Fermiology and Cooper-pairing in Bilayer Nickelate Superconductors: From Bulk to Strained Thin Films

The recently discovered Ruddlesden-Popper bilayer superconductor La3Ni2O7 has attracted widespread attention due to its high Tc~80 K under a pressure. A new breakthrough is that ambient-pressure superconductivity with Tc over 40 K has been realized in La3Ni2O7 and (La,Pr)3Ni2O7 thin films by using the strain from substrates. Our density functional theory calculations indicate that the 3dx2−y2 and 3dz2 orbitals of Ni cations mixing with oxygen 2p orbitals play critical role in the emergence of superconductivity in the bilayer nickelate superconductors for bulk and thin films.

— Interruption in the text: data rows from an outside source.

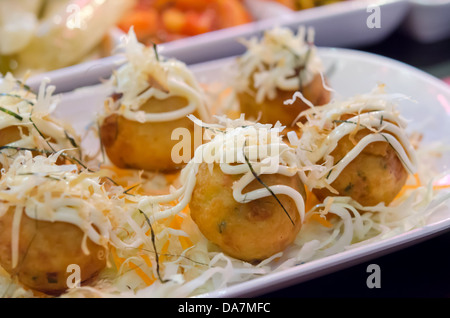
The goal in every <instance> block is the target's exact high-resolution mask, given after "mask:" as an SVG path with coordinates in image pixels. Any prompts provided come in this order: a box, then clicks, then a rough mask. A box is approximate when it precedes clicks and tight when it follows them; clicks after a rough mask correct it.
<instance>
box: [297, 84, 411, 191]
mask: <svg viewBox="0 0 450 318" xmlns="http://www.w3.org/2000/svg"><path fill="white" fill-rule="evenodd" d="M383 89H384V87H383V86H379V87H377V89H376V90H374V91H373V92H372V93H370V94H366V95H359V96H355V97H353V98H350V99H348V100H345V101H341V102H336V101H334V102H331V103H329V104H327V105H324V106H320V107H313V108H311V109H308V110H306V111H304V112H303V113H302V114H301V115H302V116H304V117H306V118H307V120H308V121H307V122H306V123H305V124H304V125H303V126H302V136H301V138H300V139H298V137H297V136H296V134H295V133H293V132H291V133H289V134H288V138H289V141H290V142H291V143H292V144H293V145H294V146H296V147H297V156H298V158H299V160H300V164H301V165H302V166H305V167H309V168H308V169H309V170H310V172H309V173H308V174H307V173H306V172H305V171H302V172H300V175H301V176H302V180H303V182H304V183H305V184H307V185H308V186H309V187H311V188H322V187H328V186H329V185H330V184H331V183H332V182H333V181H335V180H336V178H338V177H339V175H340V173H341V172H342V170H344V168H345V167H346V166H347V165H348V164H349V163H350V162H351V161H352V160H353V159H355V158H356V157H357V156H358V155H359V154H360V153H361V152H362V151H363V150H364V148H365V147H367V146H368V145H369V144H371V143H374V142H387V143H389V144H390V146H391V147H392V148H393V149H394V150H395V152H396V154H397V155H398V157H399V159H400V161H401V162H402V164H403V166H404V167H405V169H406V170H407V171H408V172H409V173H411V174H413V173H415V171H416V169H417V159H416V155H415V151H414V149H413V147H412V145H411V144H410V142H409V139H408V137H407V135H406V133H405V130H404V129H405V128H406V123H407V122H406V120H405V119H404V118H402V117H401V116H400V115H399V113H398V111H397V110H396V104H394V102H393V99H395V98H399V97H403V98H405V97H404V96H400V95H386V94H384V92H383ZM348 114H357V115H354V116H353V117H351V118H349V119H346V120H341V117H342V116H343V115H348ZM363 129H368V130H369V131H370V132H371V133H370V134H369V135H367V136H365V137H363V138H361V140H359V142H358V143H357V144H356V145H355V146H354V147H353V148H352V149H351V150H350V151H349V152H348V153H347V154H346V155H345V156H344V157H343V158H342V159H341V160H340V161H339V162H334V159H333V157H332V156H331V153H332V152H333V150H335V148H336V147H337V146H338V143H339V141H340V140H341V139H342V138H343V137H345V136H348V135H350V134H353V133H356V131H360V130H363Z"/></svg>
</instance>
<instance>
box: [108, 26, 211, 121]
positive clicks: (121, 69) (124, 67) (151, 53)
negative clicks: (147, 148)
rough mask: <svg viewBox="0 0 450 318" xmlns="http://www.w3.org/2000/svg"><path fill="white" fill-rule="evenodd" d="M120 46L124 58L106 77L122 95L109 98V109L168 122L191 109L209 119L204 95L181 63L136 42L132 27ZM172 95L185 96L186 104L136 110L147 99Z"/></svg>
mask: <svg viewBox="0 0 450 318" xmlns="http://www.w3.org/2000/svg"><path fill="white" fill-rule="evenodd" d="M122 47H124V48H125V55H126V60H127V61H126V63H125V64H124V65H122V66H121V67H119V69H118V70H117V71H116V72H115V73H114V74H113V76H112V77H111V79H110V83H111V84H112V85H113V86H114V90H115V92H116V93H119V94H122V96H121V97H120V98H119V100H117V101H112V100H109V102H110V104H111V105H110V109H111V110H113V111H114V110H115V111H117V112H118V113H119V114H120V115H122V116H124V117H125V118H127V119H128V120H133V121H138V122H162V121H172V120H176V119H180V118H184V117H186V116H187V115H189V114H192V113H193V112H195V111H198V113H199V116H200V117H201V118H202V119H203V120H208V119H209V110H208V109H207V100H206V95H205V93H204V91H203V89H202V87H201V86H200V84H199V83H198V82H197V80H196V79H195V77H194V75H193V74H192V72H191V71H190V70H189V69H188V67H187V66H186V65H185V64H184V63H183V62H181V61H178V60H175V59H165V58H164V57H162V56H159V55H157V53H156V52H155V50H156V48H155V49H154V48H152V47H146V46H145V45H144V44H142V43H139V42H138V40H137V38H136V35H135V34H134V31H133V29H130V31H129V33H128V37H126V39H125V42H124V43H123V44H122ZM119 48H120V46H119ZM152 82H153V83H152ZM156 83H157V84H156ZM152 84H153V85H152ZM173 96H178V97H183V98H186V100H187V105H186V106H185V107H183V108H181V109H177V110H174V111H168V112H162V113H147V112H144V111H141V110H139V108H140V107H141V106H142V105H143V104H144V103H146V102H147V101H148V100H149V99H150V98H156V99H159V100H165V99H167V98H169V97H173Z"/></svg>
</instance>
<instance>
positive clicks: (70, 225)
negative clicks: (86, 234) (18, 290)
mask: <svg viewBox="0 0 450 318" xmlns="http://www.w3.org/2000/svg"><path fill="white" fill-rule="evenodd" d="M14 214H15V213H14V208H10V209H9V210H8V212H6V214H4V215H3V216H2V217H1V218H0V265H1V266H2V267H3V268H4V269H5V270H6V271H7V272H8V273H9V274H10V275H11V276H12V277H17V278H18V280H19V281H20V282H21V283H22V284H23V285H25V286H27V287H29V288H31V289H34V290H37V291H41V292H44V293H47V294H51V295H53V294H59V293H62V292H63V291H64V290H66V289H67V288H68V285H67V279H68V278H69V276H70V275H71V274H72V271H71V270H69V267H68V266H69V265H71V264H75V265H78V266H79V268H80V272H79V273H80V279H81V281H82V282H85V281H88V280H90V279H92V278H93V277H95V276H96V275H97V273H99V272H100V271H101V270H102V269H103V268H104V267H105V266H106V251H105V248H104V247H102V246H99V245H97V244H95V243H93V242H92V241H91V240H90V239H89V238H86V246H87V248H88V250H89V254H85V253H84V251H83V250H82V245H83V244H84V240H85V237H84V236H85V234H84V232H83V231H82V230H81V229H80V228H78V227H76V226H75V225H72V224H69V223H65V222H48V221H40V220H35V219H32V218H29V217H28V216H27V215H26V214H25V213H23V214H22V217H21V220H20V227H19V228H18V233H15V232H14V228H15V226H14V223H15V219H14ZM15 235H18V244H19V245H18V264H17V266H15V267H14V268H13V263H12V257H13V256H12V253H13V248H12V243H14V242H13V239H14V237H15Z"/></svg>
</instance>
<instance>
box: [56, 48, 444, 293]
mask: <svg viewBox="0 0 450 318" xmlns="http://www.w3.org/2000/svg"><path fill="white" fill-rule="evenodd" d="M319 55H320V56H321V58H322V59H323V61H324V64H325V66H326V69H327V70H329V72H328V73H327V76H328V79H329V84H330V86H331V87H333V89H334V90H335V91H336V92H337V95H335V96H336V98H340V97H342V98H345V97H349V96H352V95H355V94H359V93H366V92H369V91H370V90H371V89H372V88H373V87H375V86H376V85H377V84H380V83H384V84H385V85H386V90H387V92H388V93H401V94H404V95H406V96H409V97H411V98H412V99H414V101H415V102H413V101H409V100H405V101H402V102H401V103H400V104H399V109H400V111H401V113H402V115H403V116H404V117H405V118H407V119H408V120H410V122H409V129H410V131H417V132H420V133H422V134H423V137H424V138H423V141H422V143H423V144H424V145H429V144H432V143H433V142H435V141H440V142H442V143H443V144H444V145H447V146H449V145H450V88H449V87H448V86H447V85H446V84H445V83H444V82H442V81H440V80H439V79H436V78H434V77H432V76H431V75H428V74H427V73H424V72H422V71H420V70H417V69H415V68H413V67H411V66H408V65H406V64H403V63H400V62H397V61H394V60H391V59H388V58H385V57H381V56H377V55H373V54H369V53H364V52H360V51H356V50H349V49H337V48H319ZM233 61H234V58H233V57H231V58H226V59H221V60H216V61H209V62H206V63H201V64H196V65H192V66H191V69H192V71H193V72H194V74H195V75H196V76H197V77H198V79H199V80H200V82H203V83H213V82H220V81H223V80H226V78H227V73H226V72H227V71H226V70H227V69H228V67H229V66H230V65H231V64H232V63H233ZM67 76H68V77H69V78H70V76H69V75H67ZM55 84H56V85H57V83H55ZM109 93H110V92H109V91H108V90H107V89H105V88H104V87H103V86H101V85H95V86H90V87H84V88H81V89H79V90H75V91H73V92H68V93H64V94H62V95H61V97H62V100H61V105H60V107H59V108H58V109H57V111H56V113H55V114H56V115H57V116H58V117H61V118H64V119H66V120H69V121H71V122H72V123H73V124H74V125H75V128H76V129H77V130H79V131H80V132H82V131H83V130H84V128H85V127H86V126H87V125H88V124H89V123H90V122H91V121H92V120H93V118H94V117H95V113H96V112H98V111H100V110H101V109H102V107H103V100H104V98H105V97H106V96H107V95H108V94H109ZM436 165H437V166H436V167H437V168H438V169H439V170H440V171H446V170H449V169H450V154H449V153H446V154H444V156H443V157H442V158H440V160H438V161H437V162H436ZM449 230H450V202H449V201H447V203H446V204H444V205H442V206H441V207H440V208H439V209H438V210H437V211H436V212H435V213H434V214H432V216H431V217H430V218H429V219H428V220H427V222H426V224H425V225H423V226H420V227H418V228H416V229H413V230H411V231H408V232H405V233H402V234H399V235H396V236H394V237H391V238H388V239H384V240H381V241H378V242H375V243H370V244H366V245H362V246H359V247H356V248H353V249H349V250H347V251H344V252H341V253H338V254H335V255H332V256H328V257H325V258H322V259H318V260H314V261H311V262H307V263H305V264H302V265H298V266H295V267H292V268H289V269H286V270H283V271H280V272H276V273H272V274H268V275H266V276H263V277H259V278H256V279H253V280H251V281H247V282H243V283H240V284H237V285H233V286H230V287H228V288H226V289H222V290H217V291H214V292H211V293H209V294H204V295H201V296H200V297H253V296H258V295H261V294H263V293H268V292H270V291H274V290H277V289H280V288H284V287H287V286H290V285H293V284H297V283H301V282H304V281H307V280H310V279H313V278H316V277H319V276H322V275H325V274H328V273H331V272H335V271H338V270H341V269H344V268H347V267H349V266H351V265H355V264H358V263H361V262H364V261H367V260H369V259H372V258H376V257H379V256H381V255H384V254H387V253H391V252H394V251H396V250H399V249H402V248H404V247H406V246H410V245H412V244H416V243H418V242H420V241H423V240H426V239H429V238H431V237H434V236H436V235H439V234H442V233H444V232H446V231H449Z"/></svg>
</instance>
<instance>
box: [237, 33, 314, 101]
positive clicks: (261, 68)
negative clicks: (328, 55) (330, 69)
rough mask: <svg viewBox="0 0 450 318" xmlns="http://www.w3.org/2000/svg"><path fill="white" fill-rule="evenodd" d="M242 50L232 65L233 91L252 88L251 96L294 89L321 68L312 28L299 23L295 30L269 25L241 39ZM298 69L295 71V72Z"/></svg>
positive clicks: (297, 88)
mask: <svg viewBox="0 0 450 318" xmlns="http://www.w3.org/2000/svg"><path fill="white" fill-rule="evenodd" d="M242 42H243V43H244V45H245V46H246V52H245V53H244V54H243V55H242V56H240V57H239V58H238V61H237V66H236V69H237V70H236V71H237V75H236V82H235V84H234V89H235V90H236V91H237V92H242V91H245V92H252V91H255V92H256V95H255V100H256V102H257V103H261V102H262V101H263V100H264V99H269V100H272V99H274V98H275V97H276V95H277V89H281V90H285V91H296V90H299V89H300V88H301V87H302V86H304V85H307V84H308V83H310V82H311V81H312V80H313V78H314V77H315V76H316V75H319V74H321V73H322V71H323V65H322V61H321V59H320V58H319V56H318V55H317V49H316V47H315V45H314V30H313V29H311V28H309V29H306V28H305V27H303V26H302V27H300V28H299V29H298V32H297V34H295V33H294V32H293V31H292V30H290V29H288V28H279V27H277V28H273V29H270V30H267V31H265V32H264V36H263V37H262V38H261V39H260V40H259V39H258V38H256V37H254V38H251V39H249V40H242ZM297 73H298V74H297Z"/></svg>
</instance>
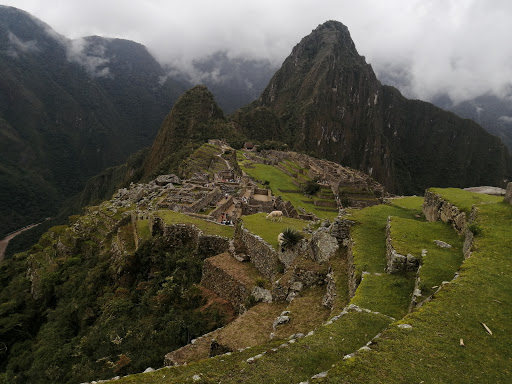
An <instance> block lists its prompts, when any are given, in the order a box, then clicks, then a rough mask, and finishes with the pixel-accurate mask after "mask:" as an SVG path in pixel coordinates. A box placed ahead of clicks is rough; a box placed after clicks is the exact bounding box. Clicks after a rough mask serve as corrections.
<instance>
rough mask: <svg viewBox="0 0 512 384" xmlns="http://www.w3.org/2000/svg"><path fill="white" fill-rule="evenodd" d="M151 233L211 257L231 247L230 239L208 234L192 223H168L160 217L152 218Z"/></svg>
mask: <svg viewBox="0 0 512 384" xmlns="http://www.w3.org/2000/svg"><path fill="white" fill-rule="evenodd" d="M150 230H151V235H152V236H155V235H157V234H161V235H162V236H163V237H164V238H165V239H166V241H167V242H169V243H171V244H172V245H173V246H176V247H189V248H191V249H192V250H193V252H194V253H196V254H199V255H201V257H203V258H206V257H211V256H214V255H218V254H220V253H223V252H226V251H227V250H228V249H229V239H228V238H227V237H222V236H217V235H207V234H205V233H203V231H201V230H200V229H199V228H197V227H196V226H195V225H192V224H172V225H167V224H165V223H164V221H163V220H162V219H161V218H160V217H152V218H151V219H150Z"/></svg>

We propose the bilayer two-orbital models for La3Ni2O7, primarily based on the 3dx2−y2 and 3dz2 orbitals of Ni. Through Wannier downfolding and symmetry analysis, we obtain parameters such as electron hoppings and site-energies, which provide excellent description of the electronic band structures and Fermi surfaces. To explicitly consider the physics of O-p orbitals, we further introduce the higher energy models. Based on these models, we study the charge transfer, Zhang-Rice singlet bands, pairing symmetry, and superconducting transition temperature in La3Ni2O7 and related nickelate superconductors. Superexchanges and charge transfer were studied for the bilayer nickelate superconductors from bulk to thin films. Our result suggests that the superexchange couplings in this system are comparable to that of cuprates. We propose the effective two-orbital t-J models to capture the relevant physics for the bilayer nickelates. By using the renormalized mean-field theory, we find a robust s±-wave pairing driven by the inter-layer dz2 magnetic coupling, which exhibits Tc within the same order of magnitude as the experimentally observed values. We obtain a comprehensive superconducting phase diagram in the doping plane and find that the La3Ni2O7 under pressure is situated roughly in the optimal doping regime of the phase diagram. The decrease of Tc in thin films compared with La3Ni2O7 bulks can be attributed to the decrease of interlayer superexchange coupling. Also, we find the nodeless superconducting gap at the β pocket, which is consistent with the recent ARPES measurement. Our exposition of electronic reconstructions, multiorbital models and superconductivity shed light on theoretical electronic correlation study and experimental exploration of superconductors in the RP series.